Jordan est désormais là en cible désignée.
Et tout les joueurs de la grande ligue ne rêvent que d'une
chose, lui faire mordre la poussière.
"Cela va être difficile pour lui, je n'aimerai pas être
à sa place", compatit le meneur des Houston Rockets,
Steve Francis. A chaque match, pendant toute la saison, il va affronter
un joueur surmotivivé à l'idée de le battre."

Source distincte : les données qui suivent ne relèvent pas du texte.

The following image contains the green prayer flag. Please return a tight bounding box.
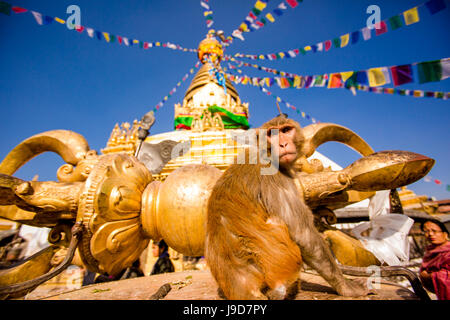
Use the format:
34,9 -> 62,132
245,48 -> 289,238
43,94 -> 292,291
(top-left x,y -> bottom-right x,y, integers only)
252,8 -> 261,16
388,15 -> 403,30
417,60 -> 442,84
109,34 -> 116,43
0,1 -> 11,15
208,105 -> 249,129
332,37 -> 341,48
447,184 -> 450,192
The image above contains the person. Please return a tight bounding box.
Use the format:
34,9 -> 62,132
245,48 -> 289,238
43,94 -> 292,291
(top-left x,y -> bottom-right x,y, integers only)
419,219 -> 450,300
150,239 -> 175,275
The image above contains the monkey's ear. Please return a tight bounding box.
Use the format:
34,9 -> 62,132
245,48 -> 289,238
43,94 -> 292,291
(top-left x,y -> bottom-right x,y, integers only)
301,123 -> 374,158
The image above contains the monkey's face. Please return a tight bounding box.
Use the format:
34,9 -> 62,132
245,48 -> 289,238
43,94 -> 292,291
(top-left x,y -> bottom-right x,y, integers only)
266,124 -> 298,167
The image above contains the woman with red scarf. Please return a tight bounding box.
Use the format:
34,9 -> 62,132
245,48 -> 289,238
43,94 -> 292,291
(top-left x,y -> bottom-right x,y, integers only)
419,219 -> 450,300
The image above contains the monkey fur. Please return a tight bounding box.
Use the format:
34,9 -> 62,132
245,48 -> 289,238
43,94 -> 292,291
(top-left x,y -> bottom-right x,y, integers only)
205,115 -> 368,299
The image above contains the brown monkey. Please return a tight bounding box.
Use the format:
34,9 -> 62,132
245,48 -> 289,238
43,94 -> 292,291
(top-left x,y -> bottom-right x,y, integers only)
205,115 -> 369,299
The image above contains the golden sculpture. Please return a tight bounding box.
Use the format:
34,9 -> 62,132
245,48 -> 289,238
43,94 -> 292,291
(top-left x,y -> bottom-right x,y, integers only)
0,34 -> 436,298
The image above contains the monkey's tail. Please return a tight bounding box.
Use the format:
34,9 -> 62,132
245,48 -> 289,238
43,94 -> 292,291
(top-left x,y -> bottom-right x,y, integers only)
338,264 -> 430,300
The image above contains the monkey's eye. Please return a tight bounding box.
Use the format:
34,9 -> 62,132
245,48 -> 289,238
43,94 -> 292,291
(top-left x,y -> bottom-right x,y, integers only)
281,126 -> 293,133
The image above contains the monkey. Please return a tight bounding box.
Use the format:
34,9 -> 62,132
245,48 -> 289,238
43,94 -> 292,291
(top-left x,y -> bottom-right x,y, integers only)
205,114 -> 369,300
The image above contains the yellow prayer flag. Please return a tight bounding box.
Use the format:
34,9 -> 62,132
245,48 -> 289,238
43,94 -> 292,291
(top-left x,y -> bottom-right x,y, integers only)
293,76 -> 301,88
278,52 -> 285,58
368,68 -> 388,87
340,71 -> 354,82
340,33 -> 350,47
155,42 -> 161,46
255,0 -> 267,11
204,11 -> 213,17
386,88 -> 395,94
54,17 -> 65,24
265,13 -> 275,23
240,23 -> 248,32
304,46 -> 312,51
280,71 -> 286,76
301,112 -> 306,118
403,7 -> 419,25
103,32 -> 110,42
276,97 -> 281,102
259,55 -> 265,60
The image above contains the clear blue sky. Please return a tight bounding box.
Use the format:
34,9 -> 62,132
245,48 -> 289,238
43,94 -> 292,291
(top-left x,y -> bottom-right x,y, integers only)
0,0 -> 449,200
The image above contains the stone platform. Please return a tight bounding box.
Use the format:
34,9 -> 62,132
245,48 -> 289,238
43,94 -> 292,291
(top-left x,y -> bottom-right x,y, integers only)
29,270 -> 418,300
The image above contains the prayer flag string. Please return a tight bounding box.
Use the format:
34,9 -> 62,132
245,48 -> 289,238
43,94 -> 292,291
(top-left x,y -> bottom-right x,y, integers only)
0,1 -> 197,53
233,0 -> 448,60
152,62 -> 201,113
228,0 -> 302,43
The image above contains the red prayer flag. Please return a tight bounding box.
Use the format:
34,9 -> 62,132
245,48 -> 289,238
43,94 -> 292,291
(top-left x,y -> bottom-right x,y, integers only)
117,36 -> 123,44
12,6 -> 27,13
75,26 -> 84,33
144,42 -> 150,49
435,179 -> 442,185
324,40 -> 332,51
286,0 -> 299,8
390,64 -> 413,86
375,21 -> 388,36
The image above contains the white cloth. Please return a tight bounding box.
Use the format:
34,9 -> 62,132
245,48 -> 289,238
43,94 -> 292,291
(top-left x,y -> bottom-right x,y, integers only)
352,190 -> 414,266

"Il y a trois ans, la plupart de ces joueurs avaient encore
peur du maître, plus maintenant" renchérie l'ancien
coach de Georgetown John Thompson. " La plupart de ces jeunes
joueurs était encore des bébés quand Jordan
est parti, maintenant ils sont habités par une confiance
sans égale. J'attends avec impatience de voir comment Michael
va se comporte. Une chose est sûre, vous n'allez pas lui marcher
dessus facilement."
Les premières images des entraînements de Jordan nous
ont permis de découvrir un joueur affuté physiquement,
ayant effectué un gros travail en musculation et plutôt
vif dans ses démarrages.. L'embonpoint et les joues rebondies
aperçus lors du dernier All Star Game de Washington ont disparu.
"Il a fait de très belles passes et à chaque
fois qu'un gars provoquait une faute et n'arrivait pas à
conclure l'action, il ne se gênait pas pour lui faire une
remarque. Tout en restant à chaque fois positif", analysait
l'intérieur Popeye Jones à l'issus du premier practice."
Et à la fin de l'entraînement je peut vous dire qu'à
chaque fois qu'il délivrais une passe le gars marquait!"
" Michael joue comme un quaterback" renchérissait
Doug Collins." Il explique à Kwaime Brown comment se
placer et comment il faut jouer."
Affichant un bouc grisonnant, Jordan, qui va désormais évoluer
au poste d'ailier meneur, se déclarait ravis par sa première
prise de contacts avec ses employés." C'était
amusant d'aller sur le parquet et de faire de nouveau ces exercices",
avouait Jordan. " Certain était plus difficiles que
d'autres, mais c'est vraiment la manière la plus rapide de
retrouver la forme... Je réalise que ces joueurs sont jeunes
et qu'ils vont apprendre. Ma patience sera grande. Je dois leur
donner une chance de grandir."
Prometteur, il faudra toutefois attendre la mi-saison pour se faire
une véritable idée du niveau de Jordan. Alors que
ce training camp se tenait dans la petite université de North
Carolina Wilmington, la folie inhérente au personnage Jordan
a vu un total édifiant de 250 journalistes se faire accréditer
ainsi qu'une foule de 3 000 personnes tenter d'accéder au
gymnase. Une première pour les Wizards. Excitant, surprenant,
le show Jordan ne fait que commencer.